Appellant can hardly claim prejudice on this point, as Dr. Lichtor himself admitted the same thing while he was testifying during cross-examination.

We note Federal Rule 32(a)(3), upon which the Missouri Rule is based, has been interpreted similarly. See e.g. U.S. v. Intern. Business Machines Corp., 90 F.R.D. 377, 381-382 (S.D.N.Y.1981) (admission of deposition under Rule 32(a)(3) was error, but no determination was made regarding prejudice); Nanda v. Ford Motor Company, 509 F.2d 213, 224 (7th Cir.1974) (admission of deposition was error, but harmless); G.E.J. Corporation v. Uranium Aire, Inc., 311 F.2d 749, 754-755 (9th Cir.1962) (admission of deposition was error, but insufficient for reversal); Klepal v. Pennsylvania Railroad Company, 229 F.2d 610, 612 (2nd Cir.1956) (admission of deposition after appearance of deponent as a witness was error, but harmless in a court-tried case; dicta only). The cases cited above acknowledge the difficulty for error in such a case to rise to the level of prejudicial error. See Dunn v. St. Louis—San Francisco Ry. Co., 621 S.W.2d 245, 251 (Mo. banc 1981). Point denied.

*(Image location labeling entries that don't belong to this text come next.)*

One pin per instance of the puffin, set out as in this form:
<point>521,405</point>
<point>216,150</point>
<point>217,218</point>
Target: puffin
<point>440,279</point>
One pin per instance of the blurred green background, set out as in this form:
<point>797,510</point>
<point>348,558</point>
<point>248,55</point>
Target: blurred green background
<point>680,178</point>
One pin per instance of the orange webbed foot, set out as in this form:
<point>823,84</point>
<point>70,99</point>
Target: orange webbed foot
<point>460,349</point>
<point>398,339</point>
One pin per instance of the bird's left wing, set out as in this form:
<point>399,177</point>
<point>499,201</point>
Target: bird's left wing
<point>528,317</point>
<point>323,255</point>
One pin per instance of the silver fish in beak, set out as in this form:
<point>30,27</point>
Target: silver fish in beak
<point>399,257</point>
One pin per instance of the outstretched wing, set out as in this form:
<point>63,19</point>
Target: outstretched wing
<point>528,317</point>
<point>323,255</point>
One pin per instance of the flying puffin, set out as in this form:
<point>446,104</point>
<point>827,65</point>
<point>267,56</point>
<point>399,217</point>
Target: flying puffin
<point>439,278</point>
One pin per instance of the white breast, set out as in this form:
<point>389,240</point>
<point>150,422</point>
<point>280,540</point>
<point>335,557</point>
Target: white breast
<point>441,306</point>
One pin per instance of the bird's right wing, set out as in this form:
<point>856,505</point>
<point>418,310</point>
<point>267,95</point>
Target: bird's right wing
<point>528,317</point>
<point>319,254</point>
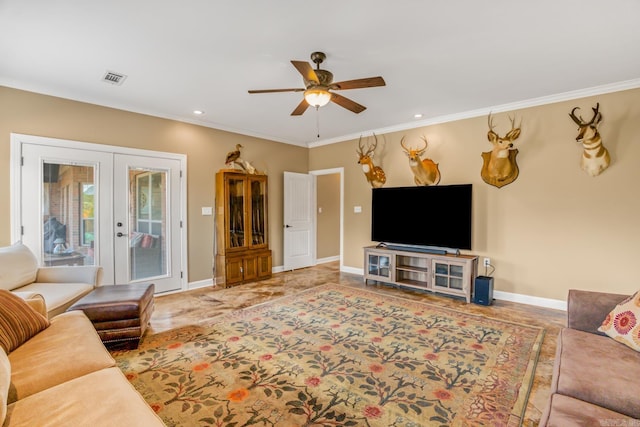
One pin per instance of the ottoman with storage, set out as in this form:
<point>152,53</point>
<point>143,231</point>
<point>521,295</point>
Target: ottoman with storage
<point>120,313</point>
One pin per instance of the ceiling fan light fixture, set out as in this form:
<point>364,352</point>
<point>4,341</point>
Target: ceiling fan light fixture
<point>317,97</point>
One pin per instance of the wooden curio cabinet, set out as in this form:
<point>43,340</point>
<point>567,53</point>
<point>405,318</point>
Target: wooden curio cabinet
<point>242,241</point>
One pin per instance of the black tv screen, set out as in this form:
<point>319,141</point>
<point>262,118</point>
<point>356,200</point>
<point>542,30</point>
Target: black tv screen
<point>422,216</point>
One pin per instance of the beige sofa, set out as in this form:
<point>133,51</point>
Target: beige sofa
<point>64,376</point>
<point>55,288</point>
<point>595,378</point>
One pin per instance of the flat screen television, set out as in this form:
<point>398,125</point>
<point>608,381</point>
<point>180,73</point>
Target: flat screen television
<point>431,216</point>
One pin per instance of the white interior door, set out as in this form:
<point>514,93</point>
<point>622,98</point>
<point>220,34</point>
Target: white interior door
<point>147,221</point>
<point>83,206</point>
<point>299,220</point>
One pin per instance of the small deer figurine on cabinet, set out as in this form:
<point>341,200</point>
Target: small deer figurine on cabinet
<point>595,157</point>
<point>425,172</point>
<point>375,175</point>
<point>499,166</point>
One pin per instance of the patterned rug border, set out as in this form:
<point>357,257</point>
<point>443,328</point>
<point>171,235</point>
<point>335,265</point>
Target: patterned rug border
<point>523,398</point>
<point>371,291</point>
<point>519,405</point>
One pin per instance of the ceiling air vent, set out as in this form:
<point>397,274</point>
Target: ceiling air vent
<point>113,78</point>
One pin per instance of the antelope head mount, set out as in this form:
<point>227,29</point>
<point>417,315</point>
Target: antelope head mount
<point>595,157</point>
<point>499,166</point>
<point>425,172</point>
<point>375,175</point>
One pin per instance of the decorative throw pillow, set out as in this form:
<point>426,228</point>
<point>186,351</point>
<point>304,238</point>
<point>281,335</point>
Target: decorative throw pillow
<point>623,323</point>
<point>18,321</point>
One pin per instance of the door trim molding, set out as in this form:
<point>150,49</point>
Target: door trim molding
<point>332,171</point>
<point>15,186</point>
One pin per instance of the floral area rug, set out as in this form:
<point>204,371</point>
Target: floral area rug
<point>338,356</point>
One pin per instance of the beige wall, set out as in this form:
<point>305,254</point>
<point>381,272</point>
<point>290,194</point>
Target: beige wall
<point>328,225</point>
<point>35,114</point>
<point>555,227</point>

Appellant’s other point on appeal alleges error by the trial court in refusing to allow testimony of Debra Hutton regarding her investigation into the cause of Mrs. Mittino’s femur fracture in early December of 1987. We find Ms. Hutton’s testimony was properly excluded.

Ms. Hutton was not a participant in caring for Mrs. Mittino. She had no direct personal knowledge of the care Mrs. Mitti-no received. Her investigation, about which she would have testified, consisted of interviewing the people who did care for Mrs. Mittino, and reviewing the medical records of the case.

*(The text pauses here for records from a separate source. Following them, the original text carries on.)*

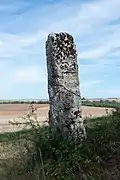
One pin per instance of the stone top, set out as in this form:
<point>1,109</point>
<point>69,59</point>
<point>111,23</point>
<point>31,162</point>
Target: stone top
<point>63,36</point>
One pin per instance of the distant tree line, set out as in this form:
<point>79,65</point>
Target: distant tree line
<point>101,103</point>
<point>24,102</point>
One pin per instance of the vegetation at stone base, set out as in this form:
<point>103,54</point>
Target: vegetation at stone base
<point>107,104</point>
<point>98,157</point>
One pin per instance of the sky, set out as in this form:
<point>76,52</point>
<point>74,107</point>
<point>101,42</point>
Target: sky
<point>24,27</point>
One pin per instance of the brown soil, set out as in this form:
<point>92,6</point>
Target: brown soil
<point>12,111</point>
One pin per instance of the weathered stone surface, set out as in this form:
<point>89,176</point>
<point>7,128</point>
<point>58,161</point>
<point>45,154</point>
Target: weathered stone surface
<point>63,84</point>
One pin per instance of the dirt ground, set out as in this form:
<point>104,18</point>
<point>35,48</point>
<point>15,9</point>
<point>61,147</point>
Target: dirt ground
<point>11,112</point>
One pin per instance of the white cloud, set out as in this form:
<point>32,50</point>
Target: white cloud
<point>36,74</point>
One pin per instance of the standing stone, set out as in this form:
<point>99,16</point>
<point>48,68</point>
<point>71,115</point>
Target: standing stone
<point>63,85</point>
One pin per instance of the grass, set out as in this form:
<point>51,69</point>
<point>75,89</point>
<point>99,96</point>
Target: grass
<point>98,158</point>
<point>106,104</point>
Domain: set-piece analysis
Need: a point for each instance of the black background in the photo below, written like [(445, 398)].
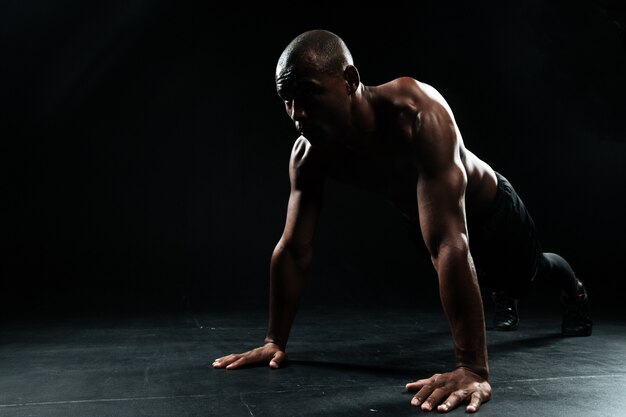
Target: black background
[(144, 149)]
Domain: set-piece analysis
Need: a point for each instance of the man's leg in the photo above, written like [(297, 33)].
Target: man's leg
[(576, 311)]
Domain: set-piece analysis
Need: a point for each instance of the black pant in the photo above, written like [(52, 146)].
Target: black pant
[(503, 242)]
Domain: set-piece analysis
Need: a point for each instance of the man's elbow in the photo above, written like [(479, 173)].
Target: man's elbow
[(446, 250), (300, 254)]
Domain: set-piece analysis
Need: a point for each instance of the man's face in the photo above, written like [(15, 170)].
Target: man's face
[(317, 102)]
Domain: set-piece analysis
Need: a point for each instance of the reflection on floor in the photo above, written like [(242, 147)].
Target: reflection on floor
[(342, 362)]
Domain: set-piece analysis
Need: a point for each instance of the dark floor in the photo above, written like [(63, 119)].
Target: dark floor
[(343, 362)]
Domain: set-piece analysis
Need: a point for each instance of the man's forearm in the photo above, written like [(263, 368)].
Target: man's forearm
[(462, 303), (287, 277)]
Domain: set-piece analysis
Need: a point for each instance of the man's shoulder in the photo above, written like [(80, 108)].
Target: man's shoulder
[(305, 159)]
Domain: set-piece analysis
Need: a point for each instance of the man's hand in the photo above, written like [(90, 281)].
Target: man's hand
[(270, 352), (449, 390)]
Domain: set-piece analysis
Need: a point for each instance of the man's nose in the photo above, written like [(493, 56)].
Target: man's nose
[(297, 112)]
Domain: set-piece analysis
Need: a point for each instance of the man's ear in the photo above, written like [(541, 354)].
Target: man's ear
[(351, 75)]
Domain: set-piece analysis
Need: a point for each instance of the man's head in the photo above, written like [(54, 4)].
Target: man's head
[(315, 77)]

Testimony based on hearsay is not admissible. A witness should not be allowed *658to testify to knowledge derived from the unsworn statements of third parties. Locke Distributing Co. v. Hartford Acc. & Indem. Co., 407 S.W.2d 658, 671 (St.L.Ct. App.1966). Therefore, Ms. Hutton’s testimony was properly excluded.

We also note most of the people Ms. Hutton relied upon for information in her investigation were called by appellant at trial. Therefore, even if Ms. Hutton’s testimony was admissible, excluding it could hardly be prejudicial. Point denied.

The judgment in favor of Dr. McMullin is affirmed, as neither of appellant’s points on appeal relate to his allegedly negligent decision to perform the initial knee replacement surgery. Points not briefed and argued are deemed abandoned. Brown v. St. Louis County, 792 S.W.2d 398, 400 (Mo. App., E.D.1990).

The judgments of the trial court in favor of respondents St. Anthony’s Medical Center and Dr. Forbes McMullin are hereby affirmed.

REINHARD, P.J., and CRANE, J., concur.